In her final academic year as dean, MacCorquodale says she earned just under $163,000 while the average male dean at UA made approximately $320,000 that year.

When she was forced to vacate her role as dean in 2016, MacCorquodale was replaced by a younger and less experienced male interim dean who was offered a full-time salary of $275,000 — an amount that exceeded by more than $100,000 the amount she made in her final academic year, according to the complaint.

Similarly, the male who the university chose to fill the position on a non-interim basis similarly was given a salary of about $70,000 more than MacCorquodale made in her last year, the complaint said.

Moreover, MacCorquodale claimed that Dr. Andrew Comrie, the school’s provost since 2012, retaliated against her when he moved in 2015 to oust her from her dean position a year before her term expired, which was when the parties had purportedly agreed that she would step down.
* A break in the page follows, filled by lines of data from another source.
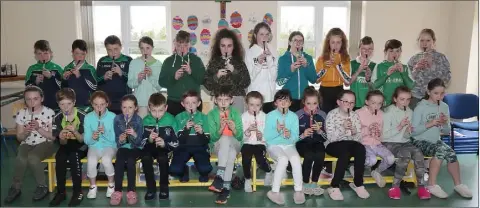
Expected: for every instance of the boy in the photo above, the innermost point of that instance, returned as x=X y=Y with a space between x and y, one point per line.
x=112 y=73
x=68 y=129
x=80 y=76
x=45 y=73
x=194 y=136
x=159 y=129
x=180 y=73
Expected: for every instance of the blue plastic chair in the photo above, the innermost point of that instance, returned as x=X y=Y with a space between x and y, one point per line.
x=462 y=106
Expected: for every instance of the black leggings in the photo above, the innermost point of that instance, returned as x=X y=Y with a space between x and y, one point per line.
x=343 y=151
x=248 y=151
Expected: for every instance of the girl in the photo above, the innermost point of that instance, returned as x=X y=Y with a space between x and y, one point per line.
x=100 y=138
x=68 y=128
x=262 y=65
x=390 y=74
x=226 y=133
x=281 y=134
x=128 y=135
x=430 y=118
x=34 y=132
x=143 y=75
x=295 y=69
x=371 y=122
x=254 y=143
x=427 y=64
x=226 y=68
x=343 y=142
x=312 y=137
x=333 y=68
x=397 y=128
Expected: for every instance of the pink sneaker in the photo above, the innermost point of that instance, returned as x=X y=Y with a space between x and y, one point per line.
x=394 y=193
x=423 y=193
x=116 y=198
x=131 y=197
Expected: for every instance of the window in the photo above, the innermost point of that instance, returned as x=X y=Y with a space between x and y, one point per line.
x=131 y=20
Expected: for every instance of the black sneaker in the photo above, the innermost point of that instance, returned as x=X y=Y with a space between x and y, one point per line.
x=76 y=199
x=40 y=192
x=223 y=196
x=13 y=194
x=57 y=199
x=217 y=184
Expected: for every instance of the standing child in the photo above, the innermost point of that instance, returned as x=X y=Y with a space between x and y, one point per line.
x=362 y=68
x=159 y=127
x=181 y=72
x=225 y=124
x=312 y=137
x=390 y=74
x=397 y=128
x=80 y=76
x=45 y=73
x=143 y=75
x=100 y=138
x=128 y=128
x=253 y=121
x=68 y=129
x=431 y=117
x=281 y=134
x=112 y=73
x=371 y=121
x=296 y=69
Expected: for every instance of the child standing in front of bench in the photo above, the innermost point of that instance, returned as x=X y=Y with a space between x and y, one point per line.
x=128 y=128
x=100 y=138
x=226 y=129
x=68 y=129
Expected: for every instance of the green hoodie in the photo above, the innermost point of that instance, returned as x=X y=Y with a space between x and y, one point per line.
x=176 y=88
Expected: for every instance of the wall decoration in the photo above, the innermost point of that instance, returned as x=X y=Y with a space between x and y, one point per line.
x=268 y=18
x=192 y=22
x=236 y=19
x=177 y=23
x=205 y=36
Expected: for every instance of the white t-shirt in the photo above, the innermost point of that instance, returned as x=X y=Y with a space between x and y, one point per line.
x=44 y=119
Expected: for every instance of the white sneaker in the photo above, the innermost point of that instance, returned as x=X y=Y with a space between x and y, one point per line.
x=463 y=190
x=92 y=193
x=248 y=185
x=437 y=191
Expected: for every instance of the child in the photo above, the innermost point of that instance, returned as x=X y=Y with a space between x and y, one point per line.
x=390 y=74
x=397 y=128
x=99 y=135
x=226 y=131
x=34 y=132
x=80 y=76
x=180 y=73
x=68 y=130
x=430 y=118
x=262 y=65
x=128 y=128
x=159 y=127
x=112 y=73
x=143 y=75
x=45 y=73
x=296 y=69
x=281 y=134
x=253 y=121
x=362 y=68
x=427 y=65
x=343 y=142
x=312 y=137
x=371 y=121
x=193 y=136
x=226 y=68
x=333 y=68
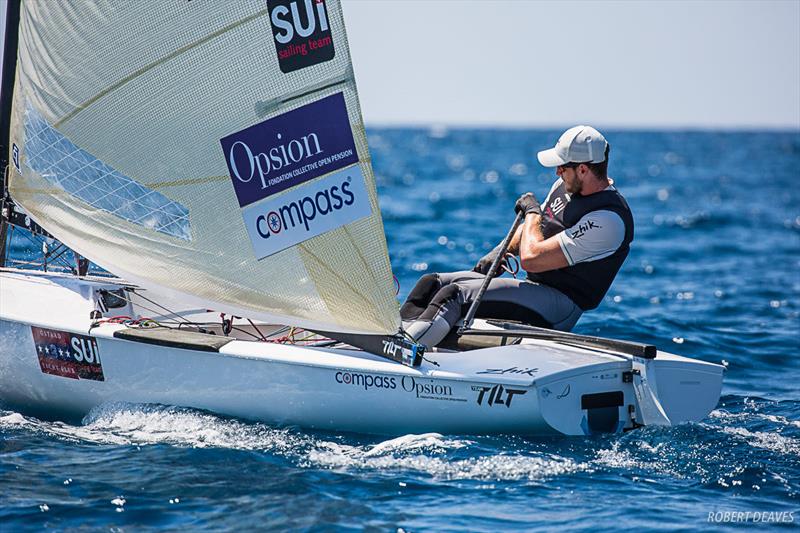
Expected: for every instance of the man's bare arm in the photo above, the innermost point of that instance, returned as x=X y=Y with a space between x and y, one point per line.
x=536 y=253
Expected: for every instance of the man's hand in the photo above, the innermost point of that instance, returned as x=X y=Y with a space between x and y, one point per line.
x=527 y=204
x=483 y=266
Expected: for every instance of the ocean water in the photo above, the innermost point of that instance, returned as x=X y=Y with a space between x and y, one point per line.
x=714 y=273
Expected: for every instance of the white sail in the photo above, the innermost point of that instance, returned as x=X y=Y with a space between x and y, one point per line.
x=211 y=150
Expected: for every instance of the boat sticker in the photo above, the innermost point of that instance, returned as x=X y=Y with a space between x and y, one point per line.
x=498 y=395
x=421 y=388
x=300 y=214
x=429 y=389
x=302 y=33
x=367 y=381
x=68 y=355
x=289 y=149
x=513 y=370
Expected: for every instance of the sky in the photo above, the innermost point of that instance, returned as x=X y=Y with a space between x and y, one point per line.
x=621 y=64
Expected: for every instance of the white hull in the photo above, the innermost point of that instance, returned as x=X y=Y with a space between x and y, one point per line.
x=552 y=388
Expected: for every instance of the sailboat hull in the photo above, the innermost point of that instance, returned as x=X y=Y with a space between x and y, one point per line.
x=535 y=388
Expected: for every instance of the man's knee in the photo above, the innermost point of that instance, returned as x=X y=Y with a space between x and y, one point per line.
x=420 y=296
x=447 y=298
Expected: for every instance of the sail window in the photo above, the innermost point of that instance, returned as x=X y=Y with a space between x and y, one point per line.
x=62 y=163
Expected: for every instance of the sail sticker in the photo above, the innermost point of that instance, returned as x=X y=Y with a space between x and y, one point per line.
x=56 y=159
x=307 y=211
x=68 y=355
x=302 y=33
x=290 y=149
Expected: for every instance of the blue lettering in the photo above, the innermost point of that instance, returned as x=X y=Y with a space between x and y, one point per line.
x=321 y=195
x=235 y=167
x=262 y=219
x=346 y=191
x=308 y=216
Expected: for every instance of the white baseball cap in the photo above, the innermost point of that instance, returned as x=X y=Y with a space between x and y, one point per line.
x=579 y=144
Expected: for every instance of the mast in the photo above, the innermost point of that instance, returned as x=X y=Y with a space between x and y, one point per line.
x=9 y=68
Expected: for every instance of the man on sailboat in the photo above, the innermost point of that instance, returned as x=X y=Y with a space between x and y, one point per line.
x=571 y=246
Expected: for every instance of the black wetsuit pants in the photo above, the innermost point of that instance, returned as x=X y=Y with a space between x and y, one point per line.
x=438 y=301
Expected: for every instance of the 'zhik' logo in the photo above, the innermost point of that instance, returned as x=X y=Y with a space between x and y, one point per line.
x=302 y=33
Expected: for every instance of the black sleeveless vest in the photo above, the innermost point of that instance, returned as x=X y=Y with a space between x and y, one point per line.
x=585 y=283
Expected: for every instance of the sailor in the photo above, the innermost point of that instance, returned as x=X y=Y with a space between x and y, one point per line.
x=571 y=247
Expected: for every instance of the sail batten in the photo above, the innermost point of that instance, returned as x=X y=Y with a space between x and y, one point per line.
x=212 y=151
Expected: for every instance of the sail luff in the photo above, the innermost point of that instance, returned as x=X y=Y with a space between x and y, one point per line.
x=200 y=155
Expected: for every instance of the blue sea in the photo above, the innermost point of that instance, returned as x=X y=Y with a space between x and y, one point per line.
x=714 y=273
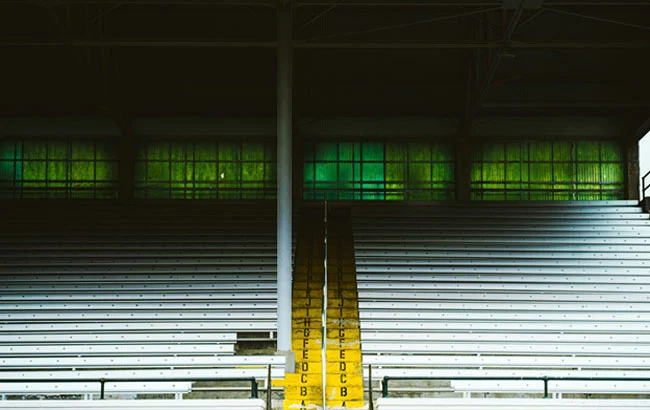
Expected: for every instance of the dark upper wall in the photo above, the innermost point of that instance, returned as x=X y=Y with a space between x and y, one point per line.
x=176 y=58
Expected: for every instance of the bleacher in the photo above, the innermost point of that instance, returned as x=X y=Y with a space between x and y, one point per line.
x=149 y=293
x=557 y=290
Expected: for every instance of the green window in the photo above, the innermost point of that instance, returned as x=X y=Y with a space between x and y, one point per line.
x=205 y=169
x=58 y=168
x=378 y=171
x=548 y=170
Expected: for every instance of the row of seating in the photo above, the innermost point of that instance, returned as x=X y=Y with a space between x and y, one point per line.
x=146 y=291
x=507 y=290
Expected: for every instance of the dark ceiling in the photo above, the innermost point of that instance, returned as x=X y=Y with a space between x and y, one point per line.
x=352 y=58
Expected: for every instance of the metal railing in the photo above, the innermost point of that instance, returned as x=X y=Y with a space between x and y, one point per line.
x=103 y=381
x=386 y=379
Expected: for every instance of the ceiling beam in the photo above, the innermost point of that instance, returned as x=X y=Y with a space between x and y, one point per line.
x=209 y=43
x=479 y=97
x=643 y=130
x=356 y=3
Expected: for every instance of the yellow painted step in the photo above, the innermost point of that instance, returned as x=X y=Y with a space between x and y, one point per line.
x=348 y=404
x=344 y=379
x=308 y=354
x=296 y=392
x=306 y=344
x=306 y=333
x=342 y=393
x=333 y=356
x=308 y=302
x=302 y=404
x=315 y=367
x=303 y=379
x=342 y=333
x=344 y=313
x=342 y=323
x=343 y=366
x=308 y=322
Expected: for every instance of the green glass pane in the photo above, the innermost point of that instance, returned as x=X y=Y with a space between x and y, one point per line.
x=611 y=151
x=7 y=170
x=57 y=150
x=588 y=151
x=419 y=151
x=541 y=172
x=395 y=152
x=57 y=171
x=372 y=152
x=205 y=151
x=326 y=172
x=396 y=172
x=588 y=172
x=106 y=150
x=178 y=151
x=205 y=171
x=562 y=151
x=419 y=172
x=253 y=172
x=346 y=174
x=372 y=172
x=158 y=171
x=34 y=171
x=325 y=151
x=229 y=152
x=34 y=150
x=513 y=172
x=308 y=172
x=612 y=173
x=493 y=152
x=178 y=172
x=83 y=150
x=228 y=172
x=308 y=148
x=513 y=152
x=253 y=152
x=541 y=151
x=346 y=151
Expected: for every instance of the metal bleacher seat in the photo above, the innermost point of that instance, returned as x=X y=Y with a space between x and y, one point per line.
x=507 y=290
x=153 y=291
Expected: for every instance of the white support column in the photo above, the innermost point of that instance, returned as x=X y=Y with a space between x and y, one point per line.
x=284 y=130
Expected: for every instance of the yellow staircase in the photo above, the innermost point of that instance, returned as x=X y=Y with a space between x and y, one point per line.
x=344 y=376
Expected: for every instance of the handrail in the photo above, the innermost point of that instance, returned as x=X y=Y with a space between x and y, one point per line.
x=103 y=381
x=545 y=379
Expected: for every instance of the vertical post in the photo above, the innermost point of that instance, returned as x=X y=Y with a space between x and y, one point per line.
x=545 y=387
x=284 y=130
x=269 y=392
x=126 y=164
x=253 y=388
x=631 y=166
x=462 y=168
x=371 y=405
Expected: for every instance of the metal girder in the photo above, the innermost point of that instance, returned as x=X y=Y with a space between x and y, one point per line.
x=643 y=129
x=477 y=101
x=442 y=45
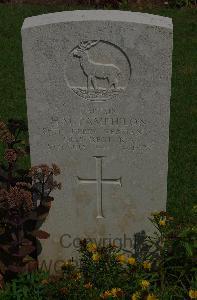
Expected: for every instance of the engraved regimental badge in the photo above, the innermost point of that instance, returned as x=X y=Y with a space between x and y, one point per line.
x=97 y=70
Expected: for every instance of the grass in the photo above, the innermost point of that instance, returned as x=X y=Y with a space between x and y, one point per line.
x=183 y=125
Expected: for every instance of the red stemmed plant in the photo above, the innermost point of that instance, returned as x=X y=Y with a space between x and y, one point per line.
x=25 y=202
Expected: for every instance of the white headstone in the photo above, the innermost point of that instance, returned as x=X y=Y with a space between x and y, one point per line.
x=98 y=101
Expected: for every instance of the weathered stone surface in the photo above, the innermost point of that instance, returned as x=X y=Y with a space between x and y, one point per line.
x=98 y=103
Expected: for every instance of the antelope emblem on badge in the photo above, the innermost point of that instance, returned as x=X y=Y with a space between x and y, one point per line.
x=103 y=80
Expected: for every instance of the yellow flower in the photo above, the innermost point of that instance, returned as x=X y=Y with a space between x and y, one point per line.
x=106 y=294
x=121 y=258
x=91 y=247
x=132 y=261
x=116 y=292
x=147 y=264
x=44 y=281
x=88 y=285
x=77 y=276
x=64 y=291
x=152 y=297
x=193 y=294
x=135 y=296
x=162 y=222
x=155 y=213
x=96 y=256
x=145 y=284
x=67 y=263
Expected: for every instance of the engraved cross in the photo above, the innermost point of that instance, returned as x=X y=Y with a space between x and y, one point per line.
x=99 y=181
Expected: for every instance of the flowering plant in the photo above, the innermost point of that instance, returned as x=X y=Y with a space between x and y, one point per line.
x=24 y=202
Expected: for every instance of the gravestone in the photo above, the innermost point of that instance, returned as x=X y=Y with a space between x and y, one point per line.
x=98 y=102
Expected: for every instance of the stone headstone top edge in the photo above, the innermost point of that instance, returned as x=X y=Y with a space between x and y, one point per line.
x=98 y=15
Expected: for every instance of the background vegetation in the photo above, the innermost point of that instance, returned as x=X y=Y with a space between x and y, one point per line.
x=183 y=124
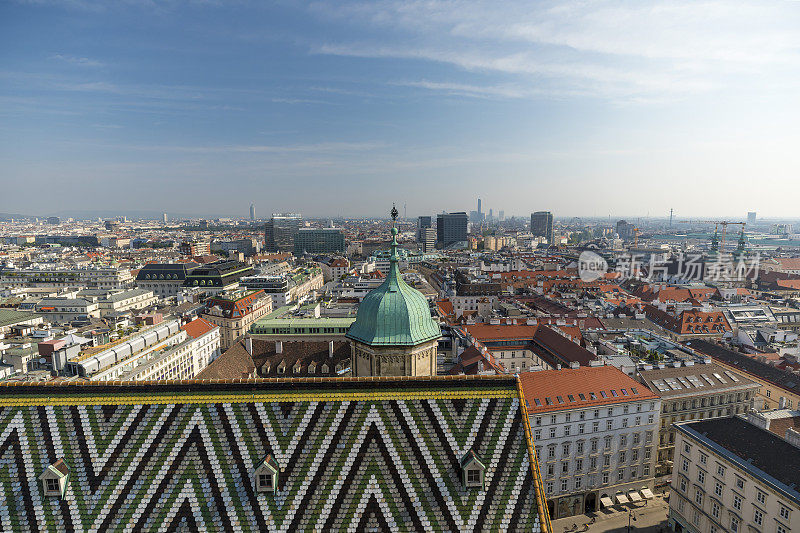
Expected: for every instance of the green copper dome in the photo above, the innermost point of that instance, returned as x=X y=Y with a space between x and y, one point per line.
x=394 y=314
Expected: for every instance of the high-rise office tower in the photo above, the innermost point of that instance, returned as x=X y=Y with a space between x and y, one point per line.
x=451 y=229
x=280 y=231
x=542 y=225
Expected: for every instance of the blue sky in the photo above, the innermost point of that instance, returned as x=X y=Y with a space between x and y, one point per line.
x=622 y=109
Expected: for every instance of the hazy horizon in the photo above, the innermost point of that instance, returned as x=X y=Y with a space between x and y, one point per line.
x=340 y=108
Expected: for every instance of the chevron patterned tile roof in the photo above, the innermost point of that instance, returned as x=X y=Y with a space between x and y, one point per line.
x=372 y=454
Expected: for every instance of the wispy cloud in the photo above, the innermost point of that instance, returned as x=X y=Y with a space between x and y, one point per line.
x=77 y=60
x=636 y=51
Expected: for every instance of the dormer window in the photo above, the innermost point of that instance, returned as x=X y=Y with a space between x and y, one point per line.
x=472 y=471
x=266 y=474
x=54 y=479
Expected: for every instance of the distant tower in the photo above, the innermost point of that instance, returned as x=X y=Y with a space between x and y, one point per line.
x=394 y=333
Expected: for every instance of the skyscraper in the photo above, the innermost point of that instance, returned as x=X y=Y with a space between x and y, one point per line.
x=451 y=229
x=542 y=225
x=280 y=231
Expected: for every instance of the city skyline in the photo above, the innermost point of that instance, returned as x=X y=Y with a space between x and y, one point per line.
x=315 y=107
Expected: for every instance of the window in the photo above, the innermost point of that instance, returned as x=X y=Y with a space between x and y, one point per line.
x=784 y=512
x=265 y=481
x=52 y=485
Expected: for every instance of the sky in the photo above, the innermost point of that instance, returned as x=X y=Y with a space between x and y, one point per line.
x=341 y=108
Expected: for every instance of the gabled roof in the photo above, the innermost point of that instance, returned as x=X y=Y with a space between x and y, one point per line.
x=556 y=390
x=198 y=327
x=353 y=454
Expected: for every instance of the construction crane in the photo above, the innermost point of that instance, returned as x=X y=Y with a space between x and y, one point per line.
x=717 y=224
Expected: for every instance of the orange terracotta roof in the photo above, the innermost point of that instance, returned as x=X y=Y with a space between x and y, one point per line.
x=198 y=327
x=502 y=331
x=580 y=387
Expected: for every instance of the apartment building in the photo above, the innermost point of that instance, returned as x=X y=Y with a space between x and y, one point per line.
x=694 y=392
x=92 y=278
x=594 y=432
x=58 y=310
x=163 y=351
x=122 y=301
x=235 y=311
x=529 y=346
x=164 y=279
x=184 y=360
x=733 y=476
x=778 y=389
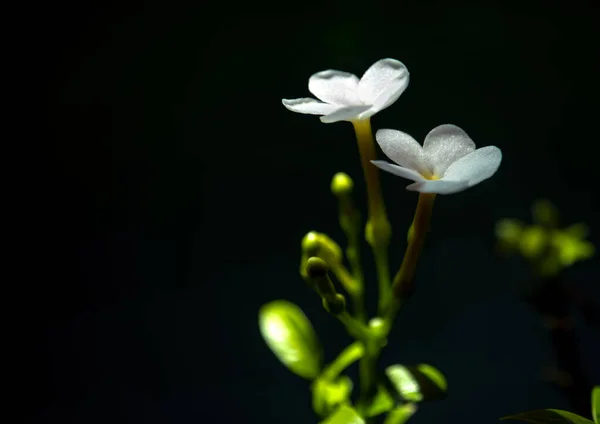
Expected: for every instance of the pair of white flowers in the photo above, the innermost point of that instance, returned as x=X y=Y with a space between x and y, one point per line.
x=446 y=163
But besides the actions it took against her, MacCorquodale alleged that pay discrimination is “part of a broader pattern of discrimination against female deans” at the school, adding that female deans have been subjected to sexist comments from Comrie and that they often had their contributions overlooked.

Those comments included telling one female dean that she should wear skirts more often, and another that she had a “Hillary Clinton complex,” according to the complaint, which added that at least one female dean quit “at least in part to escape [his] discriminatory misconduct.”

“The university’s leadership, and Provost Comrie in particular, has perpetuated a culture that marginalizes, demeans, and undervalues women,” MacCorquodale’s complaint said. “The university has discriminated against women by allowing its predominantly male leadership to favor men overtly in pay and subjecting women to differential treatment.”

James E. Richardson of Sanford Heisler Sharp LLP, one of the attorneys for the plaintiff who studied under MacCorquodale as an undergraduate, said in a statement that she “is a tremendous asset not just to the university but to the people of Arizona, and it is disheartening that the university has taken advantage of her unwavering dedication.”

“The university has long been governed by a ‘good old boys’ club’ that keeps women out of academic leadership positions; for those few women who do make it into positions like deanships, that same club ensures that those women are paid less and made to feel devalued and unwanted,” Richardson said.

A representative for the University of Arizona was not immediately available for comment.

The plaintiffs are represented by David Sanford, Andrew Melzer and James E. Richardson of Sanford Heisler Sharp LLP as well as Merle Joy Turchik of Turchik Law Firm PC.

Counsel information for the Arizona Board of Regents was not immediately available.

The case is Patricia MacCorquodale et al. v. Arizona Board of Regents, in the U.S. District Court for the District of Arizona. The case number was not immediately available.